Glutathione IV

Overview

  • Glutathione is an endogenous tripeptide which regulates numerous enzymatic reactions.
  • Reduced glutathione can be administered intramuscularly or intravenously at a dosage of 300 to 600 milligrams (mg) once or twice daily. Parenteral total doses of up to 5000 mg have been used as a chemoprotectant for cisplatin-based regimens.
  • Following intravenous administration of reduced glutathione, an apparent volume of distribution of 15 liters (L), elimination half-life of 7 minutes (min), and clearance of 850 milliliters/minute/square meter (mL/min/m(2)) have been reported for reduced glutathione.
  • No serious adverse effect attributable to glutathione has been reported in available studies.
  • Glutathione has been used for the treatment of liver disorders and idiopathic pulmonary fibrosis, and as a chemoprotectant to mitigate adverse effects of antineoplastic therapy.

Delivery Routes

INHALATION

Doses of 600 milligrams (mg) of aerosolized reduced glutathione twice daily have been used in idiopathic PULMONARY FIBROSIS (Borok et al, 1991), chronic inflammatory upper respiratory tract disease (Testa et al, 1995), and HIV INFECTION (Holroyd et al, 1993).

INTRAMUSCULAR

For chemoprotection against cisplatin toxicity in patients with advanced gastric cancer, glutathione 1500 milligrams/square meter (mg/m(2)) was given intravenously prior to cisplatin, followed by 600 mg/m(2) intramuscularly on days 2 to 5. Patients in this study received a weekly regimen of cisplatin (40 mg/m(2)), epirubicin, 5-fluorouracil, 6S-leucovorin and granulocyte colony-stimulating factor (Cascinu et al, 1995).

INTRAVENOUS

Different dose regimens of intravenous reduced glutathione have been used in the treatment of hepatic, cardiovascular, urologic and neoplastic disease.
Intravenous doses of 1.5 grams/square meter (g/m(2)) have been given as chemoprotection against cisplatin toxicity in weekly cisplatin-based regimens for the treatment of gastric carcinoma (Cascinu et al, 1997; Graziano et al, 1998). Glutathione was administered as a 15-minute infusion in normal saline immediately prior to cisplatin infusion.

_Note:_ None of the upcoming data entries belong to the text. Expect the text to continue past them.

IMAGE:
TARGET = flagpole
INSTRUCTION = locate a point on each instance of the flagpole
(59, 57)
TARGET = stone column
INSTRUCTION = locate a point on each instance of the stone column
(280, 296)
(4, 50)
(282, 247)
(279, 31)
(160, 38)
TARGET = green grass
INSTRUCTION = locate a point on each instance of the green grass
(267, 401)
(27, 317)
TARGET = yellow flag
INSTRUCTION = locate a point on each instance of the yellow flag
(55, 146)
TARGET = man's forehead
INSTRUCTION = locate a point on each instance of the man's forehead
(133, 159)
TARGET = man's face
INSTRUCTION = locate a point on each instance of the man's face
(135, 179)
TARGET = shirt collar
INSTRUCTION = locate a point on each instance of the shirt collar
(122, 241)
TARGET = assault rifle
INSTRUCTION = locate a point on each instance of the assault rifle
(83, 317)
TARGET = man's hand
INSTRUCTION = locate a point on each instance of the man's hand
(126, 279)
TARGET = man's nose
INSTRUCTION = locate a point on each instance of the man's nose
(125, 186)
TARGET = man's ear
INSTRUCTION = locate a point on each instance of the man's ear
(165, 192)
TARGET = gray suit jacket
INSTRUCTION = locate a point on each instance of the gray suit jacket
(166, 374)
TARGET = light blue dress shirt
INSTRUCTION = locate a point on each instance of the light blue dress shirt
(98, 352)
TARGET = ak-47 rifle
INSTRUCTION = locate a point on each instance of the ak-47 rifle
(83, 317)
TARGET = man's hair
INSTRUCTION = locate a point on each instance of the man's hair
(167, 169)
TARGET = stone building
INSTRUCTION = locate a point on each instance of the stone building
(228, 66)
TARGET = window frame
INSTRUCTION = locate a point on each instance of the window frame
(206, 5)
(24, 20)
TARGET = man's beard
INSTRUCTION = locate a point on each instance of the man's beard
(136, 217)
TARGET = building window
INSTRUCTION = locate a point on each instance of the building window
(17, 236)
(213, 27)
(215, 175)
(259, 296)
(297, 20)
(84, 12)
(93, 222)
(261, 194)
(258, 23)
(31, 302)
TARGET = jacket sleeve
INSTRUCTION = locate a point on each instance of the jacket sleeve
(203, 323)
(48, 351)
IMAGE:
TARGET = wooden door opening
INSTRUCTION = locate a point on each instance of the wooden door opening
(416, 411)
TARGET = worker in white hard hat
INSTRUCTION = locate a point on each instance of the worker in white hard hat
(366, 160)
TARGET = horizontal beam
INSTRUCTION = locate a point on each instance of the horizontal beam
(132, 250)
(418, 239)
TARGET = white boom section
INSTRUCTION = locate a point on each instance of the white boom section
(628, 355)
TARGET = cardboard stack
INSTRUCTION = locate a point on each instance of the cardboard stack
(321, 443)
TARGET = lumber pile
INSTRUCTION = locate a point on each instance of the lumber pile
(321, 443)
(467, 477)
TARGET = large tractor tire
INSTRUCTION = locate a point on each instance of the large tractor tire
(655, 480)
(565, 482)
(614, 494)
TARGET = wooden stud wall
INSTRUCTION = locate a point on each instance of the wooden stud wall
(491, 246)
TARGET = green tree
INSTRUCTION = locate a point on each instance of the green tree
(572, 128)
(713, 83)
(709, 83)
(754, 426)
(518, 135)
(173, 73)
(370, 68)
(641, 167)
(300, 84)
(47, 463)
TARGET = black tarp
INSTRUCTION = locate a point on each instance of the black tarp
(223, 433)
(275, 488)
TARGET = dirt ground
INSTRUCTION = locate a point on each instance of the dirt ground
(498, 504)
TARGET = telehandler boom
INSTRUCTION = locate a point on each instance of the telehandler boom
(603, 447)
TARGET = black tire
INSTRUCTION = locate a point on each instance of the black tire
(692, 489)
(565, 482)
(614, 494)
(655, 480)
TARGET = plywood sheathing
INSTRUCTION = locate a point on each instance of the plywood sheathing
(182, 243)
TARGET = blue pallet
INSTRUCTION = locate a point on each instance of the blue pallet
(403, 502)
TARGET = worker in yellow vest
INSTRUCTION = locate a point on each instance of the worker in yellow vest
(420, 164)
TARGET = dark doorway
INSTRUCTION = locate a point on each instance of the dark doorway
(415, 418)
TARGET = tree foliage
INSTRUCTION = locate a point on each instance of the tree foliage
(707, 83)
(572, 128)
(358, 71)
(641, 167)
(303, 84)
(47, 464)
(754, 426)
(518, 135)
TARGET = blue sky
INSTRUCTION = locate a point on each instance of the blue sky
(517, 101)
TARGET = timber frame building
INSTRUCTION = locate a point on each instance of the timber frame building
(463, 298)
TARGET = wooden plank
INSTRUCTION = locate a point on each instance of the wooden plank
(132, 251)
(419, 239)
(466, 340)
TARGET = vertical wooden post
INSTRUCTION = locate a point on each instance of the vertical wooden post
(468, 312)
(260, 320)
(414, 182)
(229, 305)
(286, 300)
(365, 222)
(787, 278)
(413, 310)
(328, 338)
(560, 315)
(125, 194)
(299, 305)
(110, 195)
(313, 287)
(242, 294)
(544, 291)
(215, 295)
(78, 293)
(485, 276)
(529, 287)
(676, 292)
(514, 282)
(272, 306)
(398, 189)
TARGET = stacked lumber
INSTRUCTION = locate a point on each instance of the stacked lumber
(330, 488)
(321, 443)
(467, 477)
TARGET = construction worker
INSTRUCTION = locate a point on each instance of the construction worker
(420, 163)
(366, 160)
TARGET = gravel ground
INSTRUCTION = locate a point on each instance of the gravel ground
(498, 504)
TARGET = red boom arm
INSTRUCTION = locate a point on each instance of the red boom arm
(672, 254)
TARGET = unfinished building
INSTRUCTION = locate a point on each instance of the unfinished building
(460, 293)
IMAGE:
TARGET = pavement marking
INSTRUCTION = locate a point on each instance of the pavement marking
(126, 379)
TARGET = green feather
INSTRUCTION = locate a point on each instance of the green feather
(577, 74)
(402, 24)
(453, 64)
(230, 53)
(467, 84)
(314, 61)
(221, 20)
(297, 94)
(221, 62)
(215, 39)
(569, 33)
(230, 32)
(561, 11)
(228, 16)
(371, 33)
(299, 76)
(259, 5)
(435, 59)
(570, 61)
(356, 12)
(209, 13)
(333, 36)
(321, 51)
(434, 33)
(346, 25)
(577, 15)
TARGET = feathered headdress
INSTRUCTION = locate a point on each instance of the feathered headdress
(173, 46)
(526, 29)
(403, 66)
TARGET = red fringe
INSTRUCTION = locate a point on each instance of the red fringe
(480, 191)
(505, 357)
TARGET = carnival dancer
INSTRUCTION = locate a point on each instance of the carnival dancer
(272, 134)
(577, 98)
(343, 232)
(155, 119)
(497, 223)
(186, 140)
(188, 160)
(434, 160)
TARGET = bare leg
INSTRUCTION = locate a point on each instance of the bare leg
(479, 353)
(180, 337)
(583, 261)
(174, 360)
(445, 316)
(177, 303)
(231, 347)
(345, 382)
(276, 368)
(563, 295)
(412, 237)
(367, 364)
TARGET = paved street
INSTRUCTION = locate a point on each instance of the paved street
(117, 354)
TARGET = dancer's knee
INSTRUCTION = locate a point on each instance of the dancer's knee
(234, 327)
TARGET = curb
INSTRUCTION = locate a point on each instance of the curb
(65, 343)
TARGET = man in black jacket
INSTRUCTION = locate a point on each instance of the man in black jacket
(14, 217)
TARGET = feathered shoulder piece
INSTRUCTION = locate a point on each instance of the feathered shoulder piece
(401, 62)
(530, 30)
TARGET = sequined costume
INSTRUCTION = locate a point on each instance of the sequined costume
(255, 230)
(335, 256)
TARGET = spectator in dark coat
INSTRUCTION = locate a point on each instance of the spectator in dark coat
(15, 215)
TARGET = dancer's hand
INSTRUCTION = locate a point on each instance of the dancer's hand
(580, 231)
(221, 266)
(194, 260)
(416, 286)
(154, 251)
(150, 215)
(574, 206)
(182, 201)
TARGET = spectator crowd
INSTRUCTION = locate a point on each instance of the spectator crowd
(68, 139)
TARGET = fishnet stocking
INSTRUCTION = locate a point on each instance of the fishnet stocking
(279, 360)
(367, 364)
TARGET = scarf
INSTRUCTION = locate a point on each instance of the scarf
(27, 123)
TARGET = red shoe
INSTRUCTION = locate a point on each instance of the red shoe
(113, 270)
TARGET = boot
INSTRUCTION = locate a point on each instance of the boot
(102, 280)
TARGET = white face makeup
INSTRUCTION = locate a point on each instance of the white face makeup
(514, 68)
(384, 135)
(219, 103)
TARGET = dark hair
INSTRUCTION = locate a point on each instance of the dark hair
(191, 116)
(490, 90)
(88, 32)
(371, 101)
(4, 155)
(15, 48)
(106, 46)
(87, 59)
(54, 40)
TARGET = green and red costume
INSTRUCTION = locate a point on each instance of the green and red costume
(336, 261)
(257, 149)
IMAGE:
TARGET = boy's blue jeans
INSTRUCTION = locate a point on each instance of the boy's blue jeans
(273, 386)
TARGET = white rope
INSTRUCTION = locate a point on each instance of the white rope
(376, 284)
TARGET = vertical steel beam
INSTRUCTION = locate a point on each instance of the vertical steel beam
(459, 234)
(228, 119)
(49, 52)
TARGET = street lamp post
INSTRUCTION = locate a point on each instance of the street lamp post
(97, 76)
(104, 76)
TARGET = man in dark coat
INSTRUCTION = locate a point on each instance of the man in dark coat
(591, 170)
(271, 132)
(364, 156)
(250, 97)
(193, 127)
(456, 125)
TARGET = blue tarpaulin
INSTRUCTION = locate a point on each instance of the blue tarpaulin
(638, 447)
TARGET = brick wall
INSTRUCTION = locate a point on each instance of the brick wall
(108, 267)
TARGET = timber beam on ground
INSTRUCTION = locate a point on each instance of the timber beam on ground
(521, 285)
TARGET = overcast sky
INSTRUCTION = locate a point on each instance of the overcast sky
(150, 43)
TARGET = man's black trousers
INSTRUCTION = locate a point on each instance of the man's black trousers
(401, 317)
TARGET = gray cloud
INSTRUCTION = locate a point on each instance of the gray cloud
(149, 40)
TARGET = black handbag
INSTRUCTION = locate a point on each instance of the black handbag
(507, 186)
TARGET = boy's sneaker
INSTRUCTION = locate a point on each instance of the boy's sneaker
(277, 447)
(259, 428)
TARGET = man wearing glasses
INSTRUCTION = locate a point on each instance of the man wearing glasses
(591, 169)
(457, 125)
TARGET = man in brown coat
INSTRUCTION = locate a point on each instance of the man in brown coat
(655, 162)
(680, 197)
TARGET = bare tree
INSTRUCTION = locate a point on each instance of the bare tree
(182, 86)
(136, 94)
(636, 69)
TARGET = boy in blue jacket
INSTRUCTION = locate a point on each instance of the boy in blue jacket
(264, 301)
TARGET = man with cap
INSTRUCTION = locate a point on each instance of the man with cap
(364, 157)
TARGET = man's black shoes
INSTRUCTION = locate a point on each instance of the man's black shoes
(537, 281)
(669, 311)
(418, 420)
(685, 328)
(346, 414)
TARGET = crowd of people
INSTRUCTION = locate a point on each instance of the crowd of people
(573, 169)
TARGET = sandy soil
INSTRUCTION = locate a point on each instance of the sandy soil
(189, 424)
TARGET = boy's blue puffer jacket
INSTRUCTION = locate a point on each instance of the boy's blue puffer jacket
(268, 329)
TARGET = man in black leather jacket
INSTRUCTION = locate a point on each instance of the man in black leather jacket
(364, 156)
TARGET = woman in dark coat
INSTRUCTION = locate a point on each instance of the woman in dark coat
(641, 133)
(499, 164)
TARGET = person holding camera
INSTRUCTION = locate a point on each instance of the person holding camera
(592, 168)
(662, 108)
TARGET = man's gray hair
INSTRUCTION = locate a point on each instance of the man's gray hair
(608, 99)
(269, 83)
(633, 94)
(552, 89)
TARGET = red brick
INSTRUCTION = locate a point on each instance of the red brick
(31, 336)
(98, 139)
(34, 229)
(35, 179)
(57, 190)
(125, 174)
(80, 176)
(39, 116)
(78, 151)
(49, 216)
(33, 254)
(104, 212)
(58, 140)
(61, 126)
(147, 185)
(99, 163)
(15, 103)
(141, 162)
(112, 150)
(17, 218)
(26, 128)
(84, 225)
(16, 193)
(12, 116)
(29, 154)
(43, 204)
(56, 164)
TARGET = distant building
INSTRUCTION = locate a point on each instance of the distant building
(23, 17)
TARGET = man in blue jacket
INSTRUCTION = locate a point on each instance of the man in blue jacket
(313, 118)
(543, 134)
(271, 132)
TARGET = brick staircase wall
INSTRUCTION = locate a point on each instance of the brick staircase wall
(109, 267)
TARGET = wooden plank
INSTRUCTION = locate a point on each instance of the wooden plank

In ovarian carcinoma, doses of 2500 to 5000 mg or 1500 mg/m(2) have been given immediately prior to cisplatin doses in cisplatin-alone or cisplatin-based regimens (Locatelli et al, 1993; Di Re et al, 1990; Bogliun et al, 1996; Bohm et al, 1999; Bohm et al, 1991; Colombo et al, 1995).

CONTRAINDICATIONS

Prior hypersensitivity to glutathione

ADVERSE REACTIONS

No serious adverse effect attributable to glutathione has been reported. Cutaneous eruptions have occurred in some patients.

Place In Therapy

A. ACUTE MYOCARDIAL INFARCTION

Sixty-seven patients with acute MYOCARDIAL INFARCTION (AMI) treated with alteplase and 29 with AMI but not eligible for alteplase, were randomized to receive adjunctive treatment with reduced glutathione (1800 milligrams (mg) as an intravenous bolus followed by an infusion of 20 mg/kg/min for 24 hours) or placebo. Patients receiving glutathione in addition to alteplase demonstrated a significant decrease in plasma malondialdehyde (MDA), a faster ST recovery, a lower CPK maximum peak, an earlier CPK peak, and a lower incidence of arrhythmias (Altomare et al, 1996).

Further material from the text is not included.